Preconceptual counseling should start in adolescence with timely pre-pregnancy assessment of cardiac status and close follow-up during pregnancy and postpartum. The risk of maternal death is less than 1 % for the majority of parturients with CHD. However, certain conditions are associated with significantly higher risk, such as PAH of any etiology, poor systemic ventricular function, and severe left heart obstructive lesions. Effective contraception is imperative in the latter cases although some women will decide to become pregnant regardless of the risks to their health. Minimization of risk by optimization of cardiac function before pregnancy is, thus, essential.
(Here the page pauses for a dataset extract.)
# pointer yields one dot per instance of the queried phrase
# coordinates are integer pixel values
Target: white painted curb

Patients with left-sided obstructive lesions should be identified and offered balloon valvotomy or surgery before pregnancy. Women with lesions associated with aortic root dilatation, such as BAV and aortic coarctation, require careful pregestation assessment of their aortic dimensions and, potentially, elective aortic root replacement. Likewise, women with repaired TOF, pulmonary regurgitation and right ventricular enlargement may be considered for pulmonary valve replacement before pregnancy [30]. Arrhythmia is a common complication during pregnancy; DC cardioversion is safe, whereas antiarrhythmic drug therapy should be used with care [31]. Anticoagulation is an additional issue, especially in parturients with mechanical valves. Low molecular weight heparin can be used during the first trimester, substituted by warfarin during the second and early third trimesters. Warfarin is again replaced by unfractioned heparin at approximately 35 weeks of gestation. Common indications for cardiac intervention during pregnancy include stenotic valve disease, acute dissection of the aorta, pacemaker insertion, and insertion of an inferior vena cava filter.